En l’espèce, il est constant que M. [Z] a atteint l’âge légal de la retraite de 62 ans le 30 juillet 2020.
Il n’est par ailleurs pas contesté que M. [Z] n’a déposé sa demande de retraite que le 25 novembre 2021, avec effet au 1er mai 2022.
Par conséquent, c’est par erreur que la caisse d’allocations familiales a continué de lui verser l’allocation adulte handicapé au-delà du 30 juillet 2020. Compte tenu de la demande d’effet de pension vieillesse postérieurement à l’indu litigieux, le litige concerne exclusivement la caisse d’allocations familiales et les autres caisses doivent être mises hors de cause.

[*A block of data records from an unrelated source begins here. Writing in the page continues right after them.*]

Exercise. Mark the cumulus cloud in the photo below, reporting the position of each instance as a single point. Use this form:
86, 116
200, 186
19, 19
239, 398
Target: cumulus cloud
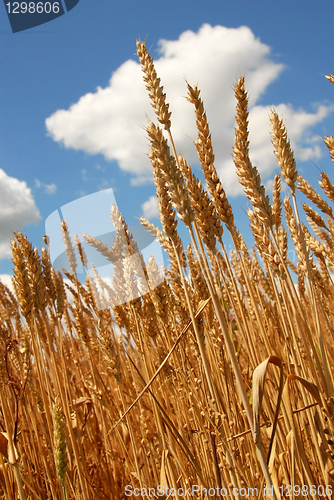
110, 120
150, 208
17, 209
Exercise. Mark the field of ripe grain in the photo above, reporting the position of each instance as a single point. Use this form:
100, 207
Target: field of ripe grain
221, 376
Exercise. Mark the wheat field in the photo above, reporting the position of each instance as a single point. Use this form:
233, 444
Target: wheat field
219, 381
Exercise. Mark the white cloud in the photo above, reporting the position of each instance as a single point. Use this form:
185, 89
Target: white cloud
110, 121
17, 209
150, 208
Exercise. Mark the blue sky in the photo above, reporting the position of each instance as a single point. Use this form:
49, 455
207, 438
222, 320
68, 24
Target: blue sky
73, 103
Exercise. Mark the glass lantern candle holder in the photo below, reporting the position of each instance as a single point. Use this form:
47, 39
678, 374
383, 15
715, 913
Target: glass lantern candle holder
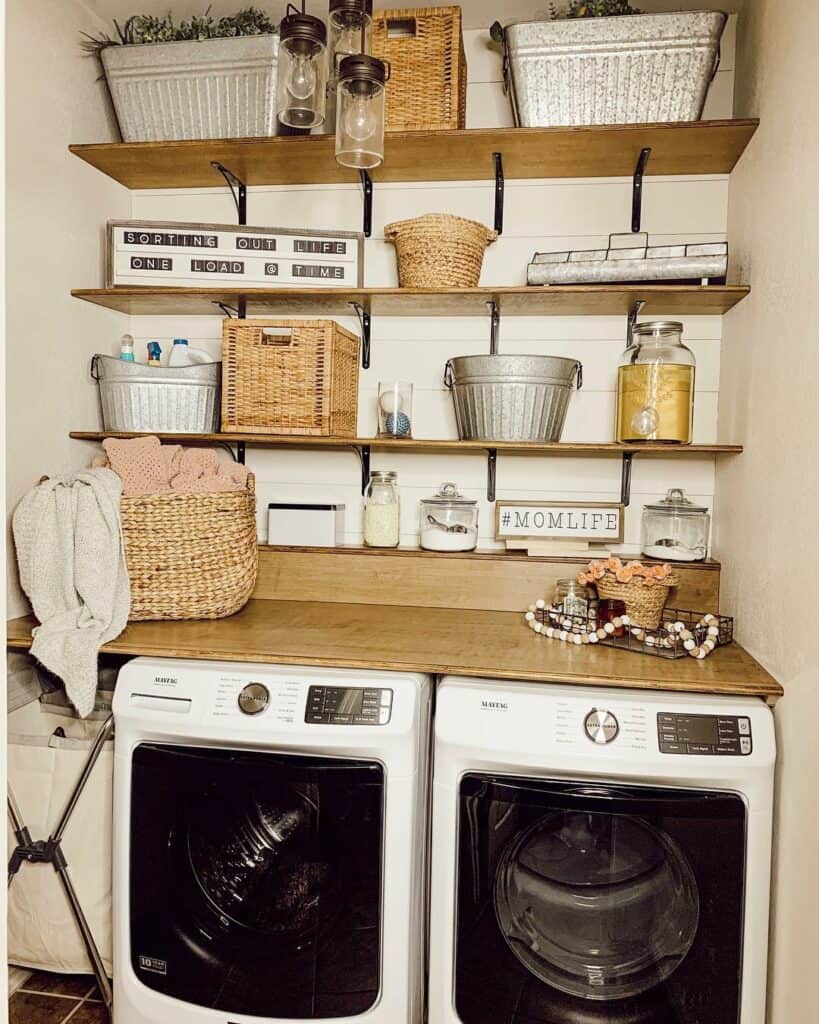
349, 32
360, 112
301, 79
395, 410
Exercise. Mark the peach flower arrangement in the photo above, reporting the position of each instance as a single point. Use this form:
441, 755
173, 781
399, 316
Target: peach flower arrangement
647, 576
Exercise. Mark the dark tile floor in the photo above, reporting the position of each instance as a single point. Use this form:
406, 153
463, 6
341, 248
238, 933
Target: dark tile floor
57, 998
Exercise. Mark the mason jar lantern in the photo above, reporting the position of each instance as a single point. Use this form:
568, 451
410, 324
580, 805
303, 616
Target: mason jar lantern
349, 31
301, 79
360, 110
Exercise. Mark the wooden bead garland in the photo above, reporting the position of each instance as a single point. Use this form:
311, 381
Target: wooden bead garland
567, 630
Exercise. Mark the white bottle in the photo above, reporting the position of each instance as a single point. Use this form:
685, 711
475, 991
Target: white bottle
183, 355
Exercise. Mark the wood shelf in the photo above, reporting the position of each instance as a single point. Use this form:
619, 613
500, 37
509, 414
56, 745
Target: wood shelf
554, 300
441, 641
600, 151
571, 449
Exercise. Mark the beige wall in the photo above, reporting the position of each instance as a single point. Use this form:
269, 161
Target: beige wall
55, 212
767, 500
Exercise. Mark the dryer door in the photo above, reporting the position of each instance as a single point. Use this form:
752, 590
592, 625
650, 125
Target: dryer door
255, 881
578, 904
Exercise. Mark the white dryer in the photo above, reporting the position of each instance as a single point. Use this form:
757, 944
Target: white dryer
269, 828
599, 856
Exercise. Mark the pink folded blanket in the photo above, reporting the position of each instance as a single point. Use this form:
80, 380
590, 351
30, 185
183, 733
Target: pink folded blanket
148, 467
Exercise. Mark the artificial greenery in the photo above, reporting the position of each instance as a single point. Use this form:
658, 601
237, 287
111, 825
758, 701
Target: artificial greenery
146, 29
594, 8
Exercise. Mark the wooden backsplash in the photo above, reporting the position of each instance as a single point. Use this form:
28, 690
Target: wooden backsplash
417, 579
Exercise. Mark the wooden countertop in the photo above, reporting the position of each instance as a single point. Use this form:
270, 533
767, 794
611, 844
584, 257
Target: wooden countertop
490, 644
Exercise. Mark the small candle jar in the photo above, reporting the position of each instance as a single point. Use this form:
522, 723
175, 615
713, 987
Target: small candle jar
607, 611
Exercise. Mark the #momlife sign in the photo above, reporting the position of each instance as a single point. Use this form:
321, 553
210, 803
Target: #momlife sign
585, 522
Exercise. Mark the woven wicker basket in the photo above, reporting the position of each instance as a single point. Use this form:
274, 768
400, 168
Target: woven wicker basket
427, 90
290, 377
643, 604
190, 556
439, 251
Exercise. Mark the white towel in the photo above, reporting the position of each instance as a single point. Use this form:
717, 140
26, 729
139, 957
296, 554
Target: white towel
72, 566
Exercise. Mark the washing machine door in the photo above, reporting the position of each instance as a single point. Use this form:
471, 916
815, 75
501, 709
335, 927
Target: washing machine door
584, 904
255, 881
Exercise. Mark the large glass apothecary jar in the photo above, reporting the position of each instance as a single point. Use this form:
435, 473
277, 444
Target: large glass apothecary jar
676, 529
655, 386
448, 521
382, 511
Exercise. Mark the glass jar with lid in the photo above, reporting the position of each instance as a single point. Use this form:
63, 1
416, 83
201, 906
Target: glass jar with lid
676, 529
655, 386
448, 521
382, 511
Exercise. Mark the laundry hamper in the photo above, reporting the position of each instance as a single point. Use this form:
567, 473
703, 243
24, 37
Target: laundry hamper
43, 768
190, 555
290, 377
427, 90
439, 250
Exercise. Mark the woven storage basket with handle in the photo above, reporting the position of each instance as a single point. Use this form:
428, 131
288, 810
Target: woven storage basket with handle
439, 250
190, 556
643, 604
427, 90
290, 377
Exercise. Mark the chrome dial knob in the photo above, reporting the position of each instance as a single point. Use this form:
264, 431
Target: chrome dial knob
601, 726
254, 698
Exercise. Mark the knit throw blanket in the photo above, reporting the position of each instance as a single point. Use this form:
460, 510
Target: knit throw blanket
72, 566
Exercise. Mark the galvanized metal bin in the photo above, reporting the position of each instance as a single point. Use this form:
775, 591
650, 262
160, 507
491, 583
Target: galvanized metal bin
170, 399
217, 88
635, 69
512, 397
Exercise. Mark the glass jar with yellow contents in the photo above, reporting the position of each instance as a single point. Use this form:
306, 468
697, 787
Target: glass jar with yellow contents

M. [O] [Z] indique ne pas avoir eu l’information de son obligation de demander la liquidation de sa retraite tel que cela est prévu par l’article D 351-1-13 du code de la sécurité sociale. La caisse d’allocations familiales produit pour sa part un courrier du 29 avril 2020 dans lequel cette information était donnée. La preuve de l’exécution de son obligation d’information pèse sur la caisse et effectivement, la CAF ne rapporte pas la preuve de l’envoi de cette information, au demeurant tardive. Toutefois, ce manquement à l’obligation d’information est insusceptible d’entraîner une décharge de l’indu. Par conséquent, le demandeur doit être débouté de sa demande de décharge et il doit être fait droit à la demande reconventionnelle de la caisse d’allocations familiales de condamnation à la somme de 11.145 €.

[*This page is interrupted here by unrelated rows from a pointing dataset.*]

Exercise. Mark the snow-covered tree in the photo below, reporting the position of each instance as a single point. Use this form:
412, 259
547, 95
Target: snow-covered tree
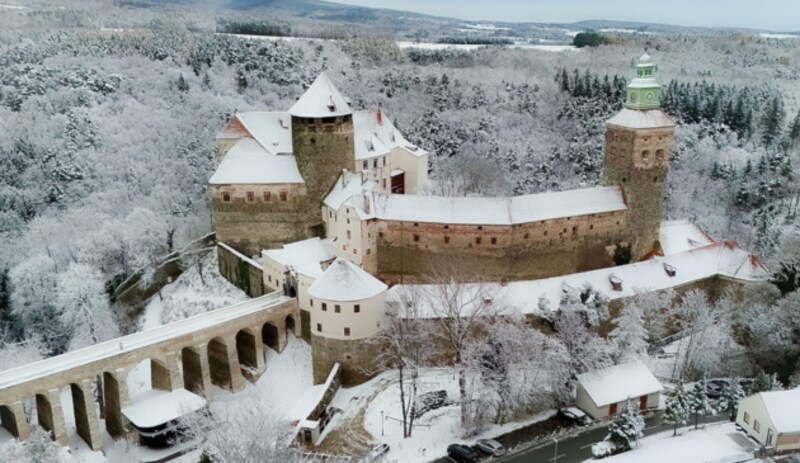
698, 402
83, 306
627, 427
729, 398
629, 334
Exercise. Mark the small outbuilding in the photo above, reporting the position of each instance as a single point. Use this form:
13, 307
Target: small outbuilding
603, 393
773, 419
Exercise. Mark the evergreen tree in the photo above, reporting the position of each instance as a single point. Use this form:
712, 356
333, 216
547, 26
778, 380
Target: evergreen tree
676, 411
698, 401
626, 429
729, 398
772, 122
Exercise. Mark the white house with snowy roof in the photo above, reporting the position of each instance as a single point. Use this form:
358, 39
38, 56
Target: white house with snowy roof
605, 392
773, 419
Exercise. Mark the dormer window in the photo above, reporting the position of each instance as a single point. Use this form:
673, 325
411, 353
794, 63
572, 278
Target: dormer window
671, 270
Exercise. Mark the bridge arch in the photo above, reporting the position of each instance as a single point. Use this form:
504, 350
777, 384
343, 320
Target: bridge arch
219, 364
271, 336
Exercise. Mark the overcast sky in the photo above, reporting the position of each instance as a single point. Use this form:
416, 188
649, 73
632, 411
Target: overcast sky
779, 15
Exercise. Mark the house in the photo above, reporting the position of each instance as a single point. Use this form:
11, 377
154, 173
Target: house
603, 393
773, 419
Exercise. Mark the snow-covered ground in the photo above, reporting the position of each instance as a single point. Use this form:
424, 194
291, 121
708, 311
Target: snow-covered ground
432, 433
717, 443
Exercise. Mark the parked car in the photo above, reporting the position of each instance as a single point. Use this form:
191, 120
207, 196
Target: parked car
491, 446
575, 415
460, 453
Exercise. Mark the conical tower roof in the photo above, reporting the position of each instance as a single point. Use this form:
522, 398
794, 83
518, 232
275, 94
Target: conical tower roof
322, 99
344, 281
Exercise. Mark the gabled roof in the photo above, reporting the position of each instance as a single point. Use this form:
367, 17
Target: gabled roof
641, 119
618, 383
344, 281
322, 99
783, 408
250, 164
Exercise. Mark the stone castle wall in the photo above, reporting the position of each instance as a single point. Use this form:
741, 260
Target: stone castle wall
637, 160
500, 252
322, 147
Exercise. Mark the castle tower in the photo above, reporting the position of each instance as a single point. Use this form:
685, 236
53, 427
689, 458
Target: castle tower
637, 150
322, 140
347, 307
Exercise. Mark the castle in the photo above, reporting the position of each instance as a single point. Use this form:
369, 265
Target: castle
328, 202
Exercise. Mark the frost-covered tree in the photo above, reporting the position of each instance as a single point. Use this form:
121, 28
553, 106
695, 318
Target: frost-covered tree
629, 334
626, 428
729, 398
698, 402
83, 306
676, 409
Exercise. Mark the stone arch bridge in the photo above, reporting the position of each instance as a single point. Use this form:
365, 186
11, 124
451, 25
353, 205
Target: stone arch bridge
222, 347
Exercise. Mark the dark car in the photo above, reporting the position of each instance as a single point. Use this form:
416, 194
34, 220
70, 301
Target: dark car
461, 453
575, 416
491, 446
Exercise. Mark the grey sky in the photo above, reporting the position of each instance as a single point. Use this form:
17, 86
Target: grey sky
779, 15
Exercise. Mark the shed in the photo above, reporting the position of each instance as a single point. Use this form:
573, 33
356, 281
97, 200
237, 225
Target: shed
603, 393
773, 419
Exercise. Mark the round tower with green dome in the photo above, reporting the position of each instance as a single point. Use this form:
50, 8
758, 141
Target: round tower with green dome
638, 146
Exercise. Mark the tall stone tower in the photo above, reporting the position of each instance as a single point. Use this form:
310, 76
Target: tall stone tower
322, 140
638, 147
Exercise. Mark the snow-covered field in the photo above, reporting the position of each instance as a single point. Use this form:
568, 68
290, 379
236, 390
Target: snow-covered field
717, 443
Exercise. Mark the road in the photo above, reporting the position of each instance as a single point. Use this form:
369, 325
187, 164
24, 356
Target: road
578, 448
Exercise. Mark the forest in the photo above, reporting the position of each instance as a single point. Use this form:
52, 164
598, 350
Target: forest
108, 114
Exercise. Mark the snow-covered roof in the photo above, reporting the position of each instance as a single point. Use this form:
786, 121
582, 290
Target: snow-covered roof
641, 119
321, 99
304, 256
783, 408
366, 126
249, 163
154, 407
717, 259
348, 186
499, 211
681, 235
345, 281
618, 383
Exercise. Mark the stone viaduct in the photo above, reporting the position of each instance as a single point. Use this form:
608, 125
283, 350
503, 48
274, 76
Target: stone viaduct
222, 347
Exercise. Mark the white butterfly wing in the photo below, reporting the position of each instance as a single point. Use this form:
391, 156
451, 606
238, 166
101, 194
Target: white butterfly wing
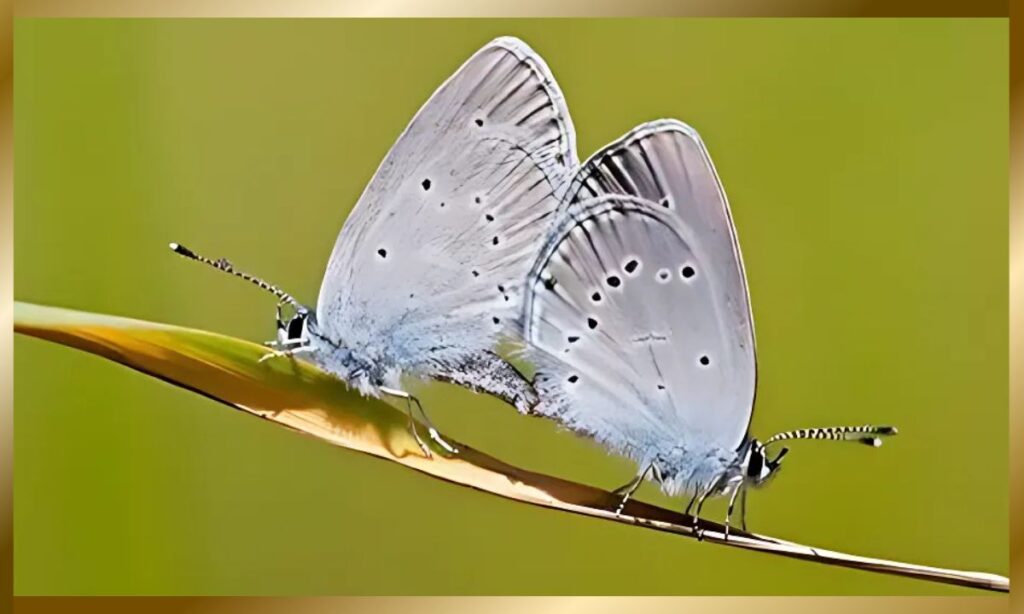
638, 314
429, 266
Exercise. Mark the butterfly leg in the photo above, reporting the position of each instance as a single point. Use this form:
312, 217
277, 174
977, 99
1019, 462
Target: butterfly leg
412, 420
742, 510
732, 501
627, 490
410, 399
285, 353
436, 436
699, 497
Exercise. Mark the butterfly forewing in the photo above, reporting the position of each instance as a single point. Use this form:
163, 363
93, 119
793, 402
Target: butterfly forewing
434, 255
638, 312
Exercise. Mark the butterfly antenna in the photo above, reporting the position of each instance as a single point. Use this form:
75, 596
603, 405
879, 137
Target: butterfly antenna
225, 265
867, 434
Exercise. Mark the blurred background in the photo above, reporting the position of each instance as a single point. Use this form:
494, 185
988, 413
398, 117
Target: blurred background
865, 164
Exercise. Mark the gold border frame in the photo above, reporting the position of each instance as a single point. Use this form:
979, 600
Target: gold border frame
383, 8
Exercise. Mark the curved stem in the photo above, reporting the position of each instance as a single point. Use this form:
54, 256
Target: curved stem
299, 396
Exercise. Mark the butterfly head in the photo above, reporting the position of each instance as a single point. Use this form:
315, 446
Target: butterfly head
758, 468
295, 331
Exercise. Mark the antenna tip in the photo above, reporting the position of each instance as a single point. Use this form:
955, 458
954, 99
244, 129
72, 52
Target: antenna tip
179, 249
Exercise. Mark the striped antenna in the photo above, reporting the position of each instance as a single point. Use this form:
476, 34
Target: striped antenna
224, 265
866, 434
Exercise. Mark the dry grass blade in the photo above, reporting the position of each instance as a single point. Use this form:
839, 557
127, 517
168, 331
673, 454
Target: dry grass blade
297, 395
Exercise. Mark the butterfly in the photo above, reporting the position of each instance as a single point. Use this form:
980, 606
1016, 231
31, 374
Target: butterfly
427, 273
637, 315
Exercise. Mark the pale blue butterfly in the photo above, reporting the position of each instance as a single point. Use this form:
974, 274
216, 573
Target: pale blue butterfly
638, 317
427, 273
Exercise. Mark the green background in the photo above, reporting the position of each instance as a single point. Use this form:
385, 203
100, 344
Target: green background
866, 166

S’agissant du manquement à l’obligation d’information de la caisse, il n’est formulé aucune demande de dommages-intérêts par le demandeur.
Compte tenu des circonstances et de l’erreur de la caisse, l’allocataire conserve la possibilité de solliciter auprès de celle-ci une remise de dette.
M. [O] [Z], qui succombe, sera condamné à payer les entiers dépens.
PAR CES MOTIFS
Le tribunal judiciaire spécialement désigné pour connaître du contentieux visé à l’article L 211-16 du COJ, statuant par décision réputée contradictoire, rendue en premier ressort, par mise à disposition au greffe,
Déclare l’action de M. [O] [Z] recevable,
Met hors de cause la MSA, la CARSAT et la CNAV,
Déboute M. [O] [Z] de sa demande d’être déchargé de l’indu de 11.145 €,
Condamne M. [O] [Z] à payer à la caisse d’allocations familiales de l’Ain la somme de 11.145 € au titre de l’indu d’AAH,
Invite M. [O] [Z] à saisir la caisse d’allocations familiales de l’Ain d’une demande de remise de dette pour obtenir réduction de tout ou partie de l’indu compte tenu de sa situation personnelle et financière,
Condamne M. [O] [Z] aux entiers dépens de l’instance.
En foi de quoi, la Présidente et le Greffier ont signé le présent jugement.